[Python-Dev] pymalloc and overallocation
(unicodeobject.c,2.139,2.140 checkin)
Tim Peters
tim.one@comcast.net
Sat, 27 Apr 2002 01:01:03 -0400
[martin@v.loewis.de]
> That's what I mean (I'm *really* confused about memory family APIs,
> ever since everything changed :-)
Here's the in-depth course:
PyMem_xyz calls the platform malloc/realloc/free (fiddled for
x-platform uniformity in NULL and 0 handling)

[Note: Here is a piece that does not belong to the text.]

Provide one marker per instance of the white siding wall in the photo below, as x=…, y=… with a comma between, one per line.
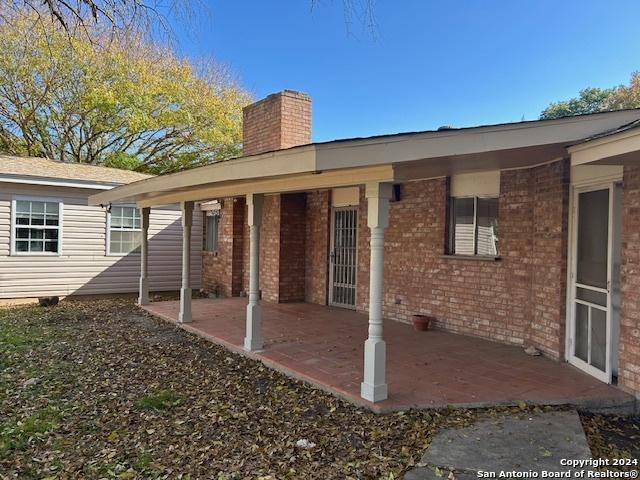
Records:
x=83, y=267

PyObject_xyz calls pymalloc's malloc/realloc/free
and instead of a dozen layers of indirection we've now got crushingly
straightforward WYSIWYG preprocessor blocks like:
#ifdef WITH_PYMALLOC
#ifdef PYMALLOC_DEBUG
#define PyObject_MALLOC _PyObject_DebugMalloc
#define PyObject_Malloc _PyObject_DebugMalloc
#define PyObject_REALLOC _PyObject_DebugRealloc
#define PyObject_Realloc _PyObject_DebugRealloc
#define PyObject_FREE _PyObject_DebugFree
#define PyObject_Free _PyObject_DebugFree
#else /* WITH_PYMALLOC && ! PYMALLOC_DEBUG */
#define PyObject_MALLOC PyObject_Malloc
#define PyObject_REALLOC PyObject_Realloc
#define PyObject_FREE PyObject_Free
#endif
#else /* ! WITH_PYMALLOC */
#define PyObject_MALLOC PyMem_MALLOC
#define PyObject_REALLOC PyMem_REALLOC
#define PyObject_FREE PyMem_FREE
#endif /* WITH_PYMALLOC */
#define PyObject_Del PyObject_Free
#define PyObject_DEL PyObject_FREE
/* for source compatibility with 2.2 */
#define _PyObject_Del PyObject_Free
All the names you love are still there, it's just that most of them are
redundant now <wink>.
> ...
> I do think that the Unicode data should be managed by pymalloc as
> well.
Well, that largely depends on how big these suckers are. Calling
PyObject_XYZ adds real overhead if pymalloc can't handle the requested size:
all the overhead of the system routines, + the overhead of pymalloc figuring
out it can't handle it. I expect it's also not good to mix pymalloc with
custom free lists: you hold on to one object from a pymalloc pool, and it
prevents the entire pool from getting recycled for another size class. So
if you want to investigate using pymalloc more heavily for Unicode objects,
I suggest two things:
1. Get rid of the Unicode-specific free list.
2. Change the object layout to embed the str member storage, just as
PyStringObject does.
#1 is pretty localized, but #2 would require changing a lot of code.
> Of course, DecodeUTF8 would then raise the same issue: decoding
> UTF-8 doesn't know how many characters you'll get, either. This
> currently does not try to be clever, but allocates enough memory for
> the worst case.
I just put a patch up on SourceForge that's *less* clever, but shouldn't
waste any memory in the end. I expect you'll be happy with it, or rant
inconsolably. It's all the same to me <wink>.